Still, the new rule on options expensing is likely to push cash flow trends to the fore.
"It's not so much that companies will be providing brand new information, but I believe it will significantly raise people's awareness of the fact that cash flows that normally accrue to shareholders or bondholders or go towards capital spending are in fact committed to offsetting dilution," said Vadim Zlotnikov, chief strategist at Sanford Bernstein. (Employee exercising of stock options increases a firm's total shares outstanding; companies often buy back shares to offset such dilution, but that absorbs money that otherwise could have been used to pay a dividend or be reinvested in the company's core business.)
Noting that corporate cash balances as a percentage of assets are the highest they've been since World War II, Zlotnikov predicted "the use of corporate cash flows and the disciplined use of cash flow" will be the "single most important controversy" over the next few years.
Todd Ahlsten, manager of the (PRBLX Quote)Parnassus Equity Income fund, said his firm already pays careful attention to whether a given company's stock buyback plan actually reduces its net shares outstanding, or merely offsets the dilution from generous stock options grants.
For example, Parnassus found that Intel (INTC Quote) bought back a net $16.9 billion in stock between 1999 and 2003, equivalent to 9.3% of the company based on the current share count.
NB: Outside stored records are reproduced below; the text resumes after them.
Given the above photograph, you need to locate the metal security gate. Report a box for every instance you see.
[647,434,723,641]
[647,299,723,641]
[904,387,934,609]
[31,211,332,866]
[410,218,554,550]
Yet the company's shares outstanding declined only 2.7% because it had to pay up to offset options dilution.
The issue of expensing options has come to the forefront in recent years following the accounting scandals at Enron, Worldcom and other companies. Many governance critics have blamed stock options for the aggressive or illegal accounting that precipitated such fiascos. Because options only have value if a firm's stock rises and have a limited shelf life, governance experts argue their use encourages executives to take short-sighted, risky, and sometimes illicit steps to boost share prices.